Masyarakat Minang dahulu memang telah mengenal metode pangasapan dan
pengeringan makanan. Biasanya makanan dimasak hingga berjam-jam sehingga bumbu
meresap dan menjadi kering. Metode tersebut memang terbukti hingga kini dipakai
dalam membuat rendang “hitam” yang awet dan tahan lama. Frasa rendang sendiri
lahir dari istilah “marandang” yang artinya memasak santan kelapa secara
perlahan hingga mengering. Dan jika dilihat dari tingkat kandungan santannya
sendiri, proses marandang dibagi dalam tiga tahapan. Yaitu gulai, kalio dan
rendang. Mulai dari kalio dengan proses pemasakan yang lebh singkat sehingga
masih banyak kuah bumbu tersisa. Kalio yang sudah mulai menyusut kuahnya
sehingga berwarna merah keemasan. Hinga menjadi rendang yang relatif kering
bumbunya dan berwarna coklat kehitaman. Proses memasak ini
dikenal dalam seni kuliner modern dengan istilah ‘karamelisasi’. Karena
menggunakan banyak jenis bumbu, rendang dikenal memiliki citarasa yang kompleks
dan unik.
Tidak
ada yang benar-benar orisinil di dalam dunia ini. Istilah itu juga berlaku
untuk rendang.

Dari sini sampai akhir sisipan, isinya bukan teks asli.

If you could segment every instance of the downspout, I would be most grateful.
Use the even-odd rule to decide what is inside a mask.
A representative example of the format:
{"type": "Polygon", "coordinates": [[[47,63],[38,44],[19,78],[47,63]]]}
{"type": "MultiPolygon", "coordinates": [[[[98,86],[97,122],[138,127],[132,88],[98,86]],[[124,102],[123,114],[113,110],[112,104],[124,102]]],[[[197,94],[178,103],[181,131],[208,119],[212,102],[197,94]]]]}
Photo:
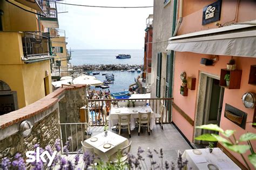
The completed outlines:
{"type": "MultiPolygon", "coordinates": [[[[174,6],[174,8],[175,8],[174,6]]],[[[179,21],[178,22],[177,25],[176,26],[176,28],[175,29],[174,32],[172,35],[172,37],[176,36],[177,34],[178,31],[179,30],[179,27],[182,23],[182,18],[183,18],[183,0],[180,0],[180,4],[179,4],[179,21]]],[[[174,13],[174,12],[173,12],[174,13]]]]}

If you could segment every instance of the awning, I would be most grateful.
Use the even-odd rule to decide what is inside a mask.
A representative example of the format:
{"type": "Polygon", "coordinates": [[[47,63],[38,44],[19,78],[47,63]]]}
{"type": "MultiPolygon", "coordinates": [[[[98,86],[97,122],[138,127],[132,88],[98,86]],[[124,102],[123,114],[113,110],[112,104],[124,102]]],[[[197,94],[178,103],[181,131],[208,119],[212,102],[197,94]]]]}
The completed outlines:
{"type": "Polygon", "coordinates": [[[37,10],[38,12],[42,12],[45,15],[44,12],[44,11],[42,9],[40,5],[38,4],[38,3],[36,0],[30,0],[30,1],[26,1],[26,0],[15,0],[15,1],[25,5],[28,7],[31,8],[33,9],[34,10],[37,10]]]}
{"type": "Polygon", "coordinates": [[[166,49],[256,57],[255,47],[256,23],[253,21],[172,37],[166,49]]]}

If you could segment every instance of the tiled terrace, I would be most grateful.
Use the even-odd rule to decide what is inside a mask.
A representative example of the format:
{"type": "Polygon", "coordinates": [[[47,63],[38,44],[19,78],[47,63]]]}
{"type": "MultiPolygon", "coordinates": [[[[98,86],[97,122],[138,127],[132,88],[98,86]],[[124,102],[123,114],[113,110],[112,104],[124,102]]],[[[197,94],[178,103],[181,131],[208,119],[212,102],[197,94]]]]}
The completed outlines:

Karena sejarah rendang sendiri tidak lepas dengan kedatangan
orang-orang dari Arab dan India di kawasan pantai barat Sumatera. Dipercaya
bahwa pada abad ke-14, sudah banyak orang-orang India yang tinggal di daerah
Minang, dan bumbu serta rempah-rempah sudah diperkenalkan oleh orang-orang
tersebut. Ada juga dugaan yang mengatakan bahwa masakan kari yang sudah menjadi
makanan khas India dan diperkenalkan pada abad ke-15 di daerah Minang merupakan
dasar dari rendang itu sendiri. Hal ini sangat mungkin mengingat adanya kontrak
perdagangan dengan India pada masa itu. Ahli waris tahta kerajaan Paguruyung
juga membuka adanya kemungkinan bahwa rendang merupakan kari yang diproses
lebih lanjut. Yang membuatnya berbeda adalah rendang memiliki sifat yang lebih
kering, sehingga bisa jauh lebih awet jika dibandingkan dengan kari.
Penelusuran
tentang sejarah rendang akan membawa kita ke salah satu daerah di Sumatera
bagian barat, yaitu Minangkabau. Bagi masyarakat Minang, rendang sudah menjadi
salah satu bagian dari kehidupan kuliner mereka sejak jaman nenek moyang
mereka. Untuk sejarah kapan pertama kali rendang diciptakan sendiri, sayangnya
tidak banyak bukti tertulis yang dapat ditemukan. Salah satu dugaan yang muncul
di kalangan para peneliti adalah bahwa panganan ini telah muncul sejak orang
Minang mengadakan acara adat mereka untuk pertama kalinya. Awal mula sejarah
masakan rendang khas Padang ini terdengar dimana-mana
mungkin terjadi karena seni memasak ini terus berkembang dari Riau, Mandailing,
Jambi, bahkan hingga ke Negeri Sembilan yang merupakan negara bagian federasi
Malaysia karena perantau Minang yang tinggal di sana.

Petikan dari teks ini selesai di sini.